What is iterator class?

Explanation

  • A class used to traverse through the objects maintained by a container class. There are five categories of iterators:
    • input iterators,
    • output iterators,
    • forward iterators,
    • bidirectional iterators,
    • random access.
  • An iterator gives access to the contents of a container object without violating encapsulation.
  • Access is granted on a one-at-a-time basis in order.
  • The order can be storage order (as in lists and queues) or some arbitrary order (as in array indices) or follow some ordering relation (as in an ordered binary tree) .
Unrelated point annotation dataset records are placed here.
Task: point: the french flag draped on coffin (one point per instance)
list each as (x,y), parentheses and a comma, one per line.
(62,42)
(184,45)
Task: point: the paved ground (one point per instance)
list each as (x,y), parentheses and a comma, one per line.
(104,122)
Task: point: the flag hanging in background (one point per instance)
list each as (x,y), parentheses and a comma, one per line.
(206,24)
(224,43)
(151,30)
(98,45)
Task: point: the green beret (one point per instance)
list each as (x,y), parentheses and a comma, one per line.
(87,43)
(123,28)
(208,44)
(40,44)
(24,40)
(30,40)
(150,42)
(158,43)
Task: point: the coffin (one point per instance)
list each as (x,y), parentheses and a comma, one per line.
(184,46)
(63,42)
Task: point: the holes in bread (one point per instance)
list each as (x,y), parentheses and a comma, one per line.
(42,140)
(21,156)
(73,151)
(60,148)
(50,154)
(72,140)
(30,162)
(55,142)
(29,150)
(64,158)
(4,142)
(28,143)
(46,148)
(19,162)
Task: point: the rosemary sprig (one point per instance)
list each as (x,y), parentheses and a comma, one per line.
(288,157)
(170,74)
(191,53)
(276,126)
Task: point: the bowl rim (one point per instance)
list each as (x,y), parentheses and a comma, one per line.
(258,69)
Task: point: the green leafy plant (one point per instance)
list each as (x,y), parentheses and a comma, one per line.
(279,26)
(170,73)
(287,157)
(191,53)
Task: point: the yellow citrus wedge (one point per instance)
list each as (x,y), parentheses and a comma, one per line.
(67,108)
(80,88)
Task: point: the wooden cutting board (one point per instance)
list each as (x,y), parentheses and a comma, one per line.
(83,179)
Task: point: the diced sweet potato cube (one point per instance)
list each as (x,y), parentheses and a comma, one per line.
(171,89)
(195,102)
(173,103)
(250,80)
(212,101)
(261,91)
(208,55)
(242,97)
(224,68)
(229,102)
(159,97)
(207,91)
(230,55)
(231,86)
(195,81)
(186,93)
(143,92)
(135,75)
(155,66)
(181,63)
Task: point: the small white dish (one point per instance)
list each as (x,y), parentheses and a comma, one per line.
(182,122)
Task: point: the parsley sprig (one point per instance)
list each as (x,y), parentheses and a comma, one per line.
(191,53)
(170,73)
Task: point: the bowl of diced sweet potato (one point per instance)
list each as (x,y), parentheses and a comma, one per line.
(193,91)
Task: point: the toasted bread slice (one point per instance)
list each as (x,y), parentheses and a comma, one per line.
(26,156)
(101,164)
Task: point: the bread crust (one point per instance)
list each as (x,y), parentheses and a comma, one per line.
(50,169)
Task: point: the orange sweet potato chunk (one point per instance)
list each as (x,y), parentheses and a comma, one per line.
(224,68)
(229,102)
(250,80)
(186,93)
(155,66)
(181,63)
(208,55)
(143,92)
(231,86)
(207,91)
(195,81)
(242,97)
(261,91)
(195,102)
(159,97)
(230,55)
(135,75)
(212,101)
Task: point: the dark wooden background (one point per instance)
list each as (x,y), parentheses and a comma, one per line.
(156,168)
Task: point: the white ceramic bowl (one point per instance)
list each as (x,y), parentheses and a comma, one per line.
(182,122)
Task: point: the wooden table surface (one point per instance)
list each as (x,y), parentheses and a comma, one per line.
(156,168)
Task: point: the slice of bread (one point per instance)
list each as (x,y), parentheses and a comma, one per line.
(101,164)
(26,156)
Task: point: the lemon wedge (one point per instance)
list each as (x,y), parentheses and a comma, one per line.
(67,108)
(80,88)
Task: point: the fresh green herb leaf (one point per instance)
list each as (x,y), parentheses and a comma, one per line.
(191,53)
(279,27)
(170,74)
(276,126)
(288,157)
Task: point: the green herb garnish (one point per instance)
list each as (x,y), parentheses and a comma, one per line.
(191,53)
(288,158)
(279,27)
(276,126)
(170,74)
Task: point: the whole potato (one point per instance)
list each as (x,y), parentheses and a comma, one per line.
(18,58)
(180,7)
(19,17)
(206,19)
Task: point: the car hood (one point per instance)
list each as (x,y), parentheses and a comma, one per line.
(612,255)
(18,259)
  • The iterator is a construct, when called, yields either the next element in the container, or some value denoting the fact that there are no more elements to examine.
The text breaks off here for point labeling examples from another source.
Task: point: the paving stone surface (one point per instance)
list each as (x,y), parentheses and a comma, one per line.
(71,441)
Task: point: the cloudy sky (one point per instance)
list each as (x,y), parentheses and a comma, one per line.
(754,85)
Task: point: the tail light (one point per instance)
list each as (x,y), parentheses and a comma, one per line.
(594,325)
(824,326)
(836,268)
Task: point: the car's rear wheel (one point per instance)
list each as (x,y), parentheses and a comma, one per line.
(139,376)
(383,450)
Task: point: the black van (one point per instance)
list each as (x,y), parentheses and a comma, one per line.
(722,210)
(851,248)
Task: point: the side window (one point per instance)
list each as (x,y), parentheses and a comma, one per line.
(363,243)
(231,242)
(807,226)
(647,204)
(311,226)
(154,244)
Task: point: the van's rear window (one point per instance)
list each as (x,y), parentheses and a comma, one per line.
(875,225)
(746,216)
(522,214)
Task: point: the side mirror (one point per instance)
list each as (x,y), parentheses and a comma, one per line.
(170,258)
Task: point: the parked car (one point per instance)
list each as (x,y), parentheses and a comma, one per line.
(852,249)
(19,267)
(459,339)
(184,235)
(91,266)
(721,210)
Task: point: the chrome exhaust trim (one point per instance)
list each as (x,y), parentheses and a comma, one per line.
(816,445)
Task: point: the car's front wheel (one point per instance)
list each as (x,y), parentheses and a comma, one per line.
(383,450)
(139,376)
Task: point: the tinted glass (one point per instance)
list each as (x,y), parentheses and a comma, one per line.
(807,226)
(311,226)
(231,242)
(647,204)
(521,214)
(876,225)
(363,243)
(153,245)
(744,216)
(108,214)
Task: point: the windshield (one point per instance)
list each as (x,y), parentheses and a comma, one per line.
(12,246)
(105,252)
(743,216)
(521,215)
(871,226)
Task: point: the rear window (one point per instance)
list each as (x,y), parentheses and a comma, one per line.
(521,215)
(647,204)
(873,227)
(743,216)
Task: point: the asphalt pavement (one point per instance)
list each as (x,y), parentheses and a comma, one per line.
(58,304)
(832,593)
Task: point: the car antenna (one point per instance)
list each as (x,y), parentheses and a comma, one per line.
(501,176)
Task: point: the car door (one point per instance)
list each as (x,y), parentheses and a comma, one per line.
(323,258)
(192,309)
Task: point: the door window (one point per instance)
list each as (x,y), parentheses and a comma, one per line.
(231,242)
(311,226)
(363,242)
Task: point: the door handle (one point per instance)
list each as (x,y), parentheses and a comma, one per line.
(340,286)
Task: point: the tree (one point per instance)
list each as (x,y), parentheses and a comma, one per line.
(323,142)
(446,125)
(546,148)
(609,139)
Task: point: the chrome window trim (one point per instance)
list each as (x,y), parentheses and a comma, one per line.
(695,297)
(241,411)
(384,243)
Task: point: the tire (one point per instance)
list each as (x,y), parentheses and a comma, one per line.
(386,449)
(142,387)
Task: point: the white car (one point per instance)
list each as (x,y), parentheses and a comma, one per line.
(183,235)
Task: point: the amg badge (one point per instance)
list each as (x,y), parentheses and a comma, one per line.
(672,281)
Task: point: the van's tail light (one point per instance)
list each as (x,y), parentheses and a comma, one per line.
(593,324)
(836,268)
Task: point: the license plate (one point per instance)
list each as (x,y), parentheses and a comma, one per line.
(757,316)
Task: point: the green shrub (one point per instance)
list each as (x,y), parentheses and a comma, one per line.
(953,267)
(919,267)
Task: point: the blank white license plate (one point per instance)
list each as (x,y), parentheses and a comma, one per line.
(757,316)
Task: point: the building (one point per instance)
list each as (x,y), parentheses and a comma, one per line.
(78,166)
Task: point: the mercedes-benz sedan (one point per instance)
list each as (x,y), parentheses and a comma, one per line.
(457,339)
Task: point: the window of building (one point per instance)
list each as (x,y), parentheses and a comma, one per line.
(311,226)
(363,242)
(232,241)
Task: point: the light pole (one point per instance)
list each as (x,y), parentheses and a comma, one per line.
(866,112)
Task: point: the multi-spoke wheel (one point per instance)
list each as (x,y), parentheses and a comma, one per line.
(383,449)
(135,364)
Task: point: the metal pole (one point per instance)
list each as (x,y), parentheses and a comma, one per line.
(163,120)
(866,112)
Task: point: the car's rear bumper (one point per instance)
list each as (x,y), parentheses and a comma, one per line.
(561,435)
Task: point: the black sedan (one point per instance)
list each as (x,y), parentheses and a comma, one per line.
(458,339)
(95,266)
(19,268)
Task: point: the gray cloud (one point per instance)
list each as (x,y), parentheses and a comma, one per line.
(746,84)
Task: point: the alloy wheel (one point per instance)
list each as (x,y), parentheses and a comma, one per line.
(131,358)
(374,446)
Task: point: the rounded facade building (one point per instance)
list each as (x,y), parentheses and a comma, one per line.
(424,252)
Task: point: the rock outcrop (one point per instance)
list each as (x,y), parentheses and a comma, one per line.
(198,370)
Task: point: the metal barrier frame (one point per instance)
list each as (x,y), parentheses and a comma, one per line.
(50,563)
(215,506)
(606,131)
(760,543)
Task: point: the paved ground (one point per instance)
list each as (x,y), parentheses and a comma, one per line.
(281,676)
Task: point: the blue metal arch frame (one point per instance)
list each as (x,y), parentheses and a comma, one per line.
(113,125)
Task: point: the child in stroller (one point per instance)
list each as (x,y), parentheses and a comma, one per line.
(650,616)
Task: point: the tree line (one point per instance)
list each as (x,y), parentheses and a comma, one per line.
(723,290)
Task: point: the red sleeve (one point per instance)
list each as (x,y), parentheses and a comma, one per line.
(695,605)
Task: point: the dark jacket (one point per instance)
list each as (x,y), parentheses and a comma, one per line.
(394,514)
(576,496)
  • Iterators hide the details of access to and update of the elements of a container class.
  • The simplest and safest iterators are those that permit read-only access to the contents of a container class.
  • The following code fragment shows how an iterator might appear in code: cont_iter:= new cont_iterator () ; x:= cont_iter. next () ; while x/ = none do … s (x) ; … x:= cont_iter. next () ; end;
  • In this example, cont_iter is the name of the iterator.
  • It is created on the first line by instantiation of cont_iterator class, an iterator class defined to iterate over some container class, cont. Succesive elements from the container are carried to x.
  • The loop terminates when x is bound to some empty value (here, none) . In the middle of the loop, there is s (x) an operation on x, the current element from the container.
  • The next element of the container is obtained at the bottom of the loop.